As the industry marches toward 5G and all its promises of faster speeds, ultralow latency and massive connections, we have been wondering what business cases would prompt operators to make 5G network investments.
Fancy new applications like connected cars, AR/VR and gaming are certainly alluring and seem likely with ecosystem partners making investments toward these areas in time for 5G network services. While we remain optimistic that industrial IoT and other new applications will provide incremental revenue, our latest 5G business case analysis looked at three “mainstream” use cases:
- 5G/millimeter-wave fixed wireless access for home broadband.
- 5G-enhanced mobile broadband.
- Mobile broadband and OTT video bundle.
(We acknowledge that a business case analysis is only as good as underlying assumptions driving the model. Hence, we provide our “cost per GB” calculator and the full business model with adjustable “knobs” to change key cost assumptions and other factors like pricing, churn, etc., so that you can tailor for your specific use case and market conditions.)
An ROI analysis can swing positively or negatively depending on many factors such as base station and spectrum costs, technology capabilities, pricing, churn and numerous other factors.
For example, the below chart shows monthly network costs of a 5G millimeter wave fixed wireless base station at various cell ranges. The chart indicates that 5G fixed wireless, for a city-like housing density of 2000 homes per km2, becomes economically viable at around 8-20% market penetration with 300-500m cell radius. Depending on the assumption of cell range, the 5G fixed wireless economics can make (e.g., 300m cell radius or greater is compelling), or break (e.g., 100m cell radius is not viable) the business case.
By the way, Verizon’s recent “5G home broadband” announcement and our findings suggest that 5G millimeter wave systems can reach favorable distances delivering competitive throughput speeds to make the 5G fixed wireless economics viable in most urban settings.

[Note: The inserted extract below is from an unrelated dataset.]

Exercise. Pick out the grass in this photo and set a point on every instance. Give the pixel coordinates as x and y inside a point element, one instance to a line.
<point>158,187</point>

A search for an optimal return on 5G investment will differ from one operator to the next. Operators that use millimeter wave and massive MIMO support in 5G will get significantly lower cost per GB for mobile broadband, and in some cases, video bundle services. This is the key: Operators need to bring their cost down because their revenue per GB is dropping fast.
In a competitive environment like the U.S., the 5G business case is compelling because operators that don’t keep up with high capacity networks will lose their customers to churn. The primary business case will be the “meat and potato” business of providing connectivity services to personal devices and homes—even before considering fancy new applications like connected car, AR/VR and other cool applications.
Like 4G/LTE before it, 5G will continue to evolve. Delivering a low cost-per-bit network platform is a good foundation for 5G investment; incremental business opportunities from industrial IoT and other cool applications are gravy.